Matthew Hodson, executive director of NAM Aidsmap, praised it as a “significant step forward in the way we treat HIV” and said it may lead to “even more of a game-changer for HIV prevention in the future”.

“Many people living with HIV are enthusiastic about long-acting injectables, which bypass many of the challenges of taking pills on a daily basis,” he told PinkNews.

“In the UK, adherence to treatment is generally high, with 97 per cent of all those on HIV treatment achieving viral suppression to undetectable levels, which also means we can not pass the virus on during sex.”

New injectable HIV treatment will help those who struggle with daily pills.

HIV works by inserting itself into the human genome and tricking the cell into making copies.
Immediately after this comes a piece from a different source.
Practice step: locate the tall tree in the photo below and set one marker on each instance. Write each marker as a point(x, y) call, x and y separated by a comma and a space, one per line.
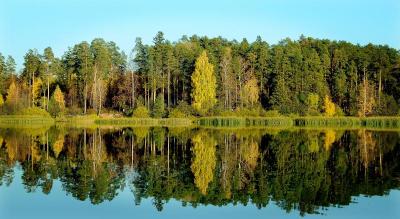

But cabotegravir prevents viral DNA from sticking itself into the machine of immune cells, known as T-cells, stopping HIV from duplicating itself.

The doses’ marketing authorisation was based on the pivotal phase III ATLAS (Antiretroviral Therapy as Long-Acting Suppression), FLAIR (First Long-Acting Injectable Regimen) and ATLAS-2M studies, which roped more than 1,200 participants from 16 countries.

Moreover, many drug-makers tend to test primarily on older, cis white gay men, but ViiV Healthcare enrolled a diverse range of participants for its clinical trials, which included trans women.

Around 55 per cent of those involved in the research said they would prefer not taking a HIV treatment every day, while 58 per cent said that a daily dose served as a constant reminder of how they live with HIV.

Hodson amplified this, saying: “A monthly or bi-monthly injection may provide the necessary support to those who struggle to take daily medication, or who find the daily ritual of pill taking a bitter reminder of their virus.

“Injections may be more discreet for those who are unable to be open about their HIV status with those they live with and will make it easier for people with HIV to travel, without having to pack medications and risk being questioned about these.

“We have been able to treat HIV effectively for 24 years,” Hodson added, “and it’s great to see that we are still improving and refining the medications that are available.

“Having choices about the medications you take, and how you take them, mean that more people are able to benefit.

“Long-acting injectables have the potential to simplify PrEP and so help protect people without HIV too.”